National Examination of Probation & Parole Fees Finds Widespread Imposition in Nearly All 50 States

Momentum to Eliminate Probation & Parole Fees Growing in Red & Blue States Alike

Today, the Fines and Fees Justice Center (FFJC) and REFORM Alliance are co-releasing a new publication revealing the widespread imposition of probation and parole supervision and programming fees in nearly all 50 U.S. states.

“Probation and parole fees set people up for failure,” said Tim Curry, Research Director at the Fines and Fees Justice Center. “When states and localities impose parole and probation costs directly on the people in the system, it creates a regressive tax on those least likely to be able to pay. This vicious cycle of punishment and poverty is bad for public safety and bad for states’ bottom lines.”

Millions of adults—approximately 1 in every 75 people—are under probation or parole supervision in the U.S. In most states, people on probation or parole are required to pay supervision fees that can range from hundreds to thousands of dollars. People also must often pay additional programming fees for mandatory mental health counseling, electronic monitoring, and drug testing. When people can’t afford probation and parole fees, they are often re-incarcerated and the length of supervision can be extended.

Probation and parole fees routinely trap individuals and their families in debt. Nationwide, two of every three people on probation make less than $20,000 per year, with nearly 40% of those making less than $10,000 annually.

Imposing criminal fees is correlated with higher recidivism rates and declines in overall public safety. Millions of dollars in fines and fees go uncollected around the country — making them poor bases for court budgeting — and the cost of collections can outpace the revenue generated.
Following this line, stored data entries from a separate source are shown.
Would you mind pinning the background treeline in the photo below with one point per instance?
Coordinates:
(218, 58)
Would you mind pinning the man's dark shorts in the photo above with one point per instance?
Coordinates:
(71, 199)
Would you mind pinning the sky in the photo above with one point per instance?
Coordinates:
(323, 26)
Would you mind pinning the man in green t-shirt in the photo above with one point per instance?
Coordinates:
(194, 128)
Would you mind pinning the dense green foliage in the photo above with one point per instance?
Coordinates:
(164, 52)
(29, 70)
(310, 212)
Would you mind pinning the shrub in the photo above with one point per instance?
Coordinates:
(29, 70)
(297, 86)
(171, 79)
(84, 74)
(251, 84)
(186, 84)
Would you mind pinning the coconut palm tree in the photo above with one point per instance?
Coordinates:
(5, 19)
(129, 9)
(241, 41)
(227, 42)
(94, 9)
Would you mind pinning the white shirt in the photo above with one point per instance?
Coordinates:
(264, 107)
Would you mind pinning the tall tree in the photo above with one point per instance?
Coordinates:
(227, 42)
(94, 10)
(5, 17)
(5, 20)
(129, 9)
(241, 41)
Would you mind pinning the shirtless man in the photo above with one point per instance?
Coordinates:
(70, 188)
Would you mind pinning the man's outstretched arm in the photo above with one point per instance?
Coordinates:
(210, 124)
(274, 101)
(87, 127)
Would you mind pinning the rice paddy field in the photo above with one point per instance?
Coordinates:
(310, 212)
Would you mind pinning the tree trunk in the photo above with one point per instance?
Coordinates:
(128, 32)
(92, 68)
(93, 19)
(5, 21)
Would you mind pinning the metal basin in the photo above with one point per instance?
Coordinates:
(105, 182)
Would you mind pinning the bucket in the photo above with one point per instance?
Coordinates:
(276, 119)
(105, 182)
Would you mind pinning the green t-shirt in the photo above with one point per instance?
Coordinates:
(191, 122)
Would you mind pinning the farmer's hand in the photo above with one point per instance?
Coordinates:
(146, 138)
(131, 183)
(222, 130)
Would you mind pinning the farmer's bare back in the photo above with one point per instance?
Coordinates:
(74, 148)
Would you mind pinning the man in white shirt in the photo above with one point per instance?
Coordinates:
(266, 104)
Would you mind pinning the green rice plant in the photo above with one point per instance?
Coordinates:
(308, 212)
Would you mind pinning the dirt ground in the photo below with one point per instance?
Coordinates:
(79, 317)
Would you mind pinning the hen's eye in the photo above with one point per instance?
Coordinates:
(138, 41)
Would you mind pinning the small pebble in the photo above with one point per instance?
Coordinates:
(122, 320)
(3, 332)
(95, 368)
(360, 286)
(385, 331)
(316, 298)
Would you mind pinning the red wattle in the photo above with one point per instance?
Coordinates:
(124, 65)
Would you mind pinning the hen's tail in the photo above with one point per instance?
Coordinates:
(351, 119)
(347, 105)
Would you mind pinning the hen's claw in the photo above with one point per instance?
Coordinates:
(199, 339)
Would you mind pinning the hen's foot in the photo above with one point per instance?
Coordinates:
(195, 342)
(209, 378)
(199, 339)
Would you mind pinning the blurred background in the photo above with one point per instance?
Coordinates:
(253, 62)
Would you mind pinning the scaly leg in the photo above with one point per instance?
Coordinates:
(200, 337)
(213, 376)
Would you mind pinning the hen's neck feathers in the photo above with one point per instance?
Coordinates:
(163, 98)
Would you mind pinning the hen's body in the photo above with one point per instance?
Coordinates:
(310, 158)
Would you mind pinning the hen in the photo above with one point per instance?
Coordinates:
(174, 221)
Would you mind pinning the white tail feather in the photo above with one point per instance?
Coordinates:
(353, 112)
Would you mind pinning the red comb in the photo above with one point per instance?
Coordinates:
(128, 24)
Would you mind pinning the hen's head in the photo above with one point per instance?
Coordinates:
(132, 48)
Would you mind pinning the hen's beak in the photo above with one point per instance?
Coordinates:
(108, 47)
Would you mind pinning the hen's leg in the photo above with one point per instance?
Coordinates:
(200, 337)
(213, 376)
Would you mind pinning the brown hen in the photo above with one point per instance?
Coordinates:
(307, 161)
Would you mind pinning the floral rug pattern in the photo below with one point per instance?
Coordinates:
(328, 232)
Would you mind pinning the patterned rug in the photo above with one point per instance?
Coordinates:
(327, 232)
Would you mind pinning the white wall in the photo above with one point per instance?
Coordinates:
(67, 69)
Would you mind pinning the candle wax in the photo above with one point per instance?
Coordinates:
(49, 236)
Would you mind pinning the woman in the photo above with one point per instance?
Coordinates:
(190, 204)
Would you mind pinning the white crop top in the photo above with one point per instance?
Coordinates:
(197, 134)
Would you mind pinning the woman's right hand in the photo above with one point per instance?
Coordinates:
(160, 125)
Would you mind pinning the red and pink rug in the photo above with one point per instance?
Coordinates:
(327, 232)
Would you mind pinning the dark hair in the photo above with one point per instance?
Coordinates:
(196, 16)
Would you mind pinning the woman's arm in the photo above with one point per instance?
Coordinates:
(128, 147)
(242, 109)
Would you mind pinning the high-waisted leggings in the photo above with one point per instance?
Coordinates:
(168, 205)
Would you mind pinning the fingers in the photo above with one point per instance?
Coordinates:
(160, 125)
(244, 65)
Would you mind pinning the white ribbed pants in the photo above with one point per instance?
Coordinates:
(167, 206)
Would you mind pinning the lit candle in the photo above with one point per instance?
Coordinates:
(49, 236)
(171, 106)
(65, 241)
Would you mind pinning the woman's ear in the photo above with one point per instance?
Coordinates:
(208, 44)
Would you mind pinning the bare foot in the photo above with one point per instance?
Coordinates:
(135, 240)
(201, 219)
“It makes no sense to add financial strain and additional debt on people who are least able to pay,” said Jessica Jackson, Chief Advocacy Officer at the REFORM Alliance. “Supervision fees do not make our communities safer. People on supervision already feel as though probation and parole set them up for failure. Fees contribute to that mistrust and their anxiety. Instead, supervision should prioritize addressing the underlying causes of crime and give people the support they need to be successful.”

“I was on probation for 10 years and despite working two jobs, I could barely afford to survive because of my probation fees,” said Amanda Strickland, Social Media Fellow at REFORM Alliance. “I would often fall behind on payments and would face the difficult choice of paying my fees or paying bills and providing for my children. At one point, I tried to go back to school and pursue a degree, but because I had to work full-time to afford my fee payments, I could not juggle my mandated rehab courses, work, college, and motherhood. Every time I fell behind, I became sick with shame and a deep fear that I would be sent back to prison and separated from my children. Instead of helping me, my entire experience on probation, especially the burdensome fees, kept me trapped in poverty and forced me to remain in an abusive marriage. It wasn’t until I completed my probation that I was able to establish my independence, finish my bachelor’s degree and truly flourish.”

In 2022, several states are following in the footsteps of Oregon and California, which in 2020 became the first states to eliminate probation and parole fees. Republican Massachusetts Governor Charlie Baker and Democratic New York Governor Kathy Hochul have leveraged their executive budgeting power to try to eliminate the need for supervision fees, while the Oklahoma Senate has also approved legislation aimed at eliminating probation fees.

At the local level, several municipalities have also eliminated supervision fees, including Minnesota’s Ramsey County. “Supervision fees undermined the success of people on probation and placed additional economic hardship on our clients,” said Jan Scott, Assistant Deputy Director for Adult Services for Ramsey County Community Corrections. “In the end we realized that the revenue we expected from fees in our budget was unrealistic because people couldn’t pay the fees. We didn’t know what to expect when we got rid of the fees, but we were overwhelmed by the number of calls we received from people thanking us.”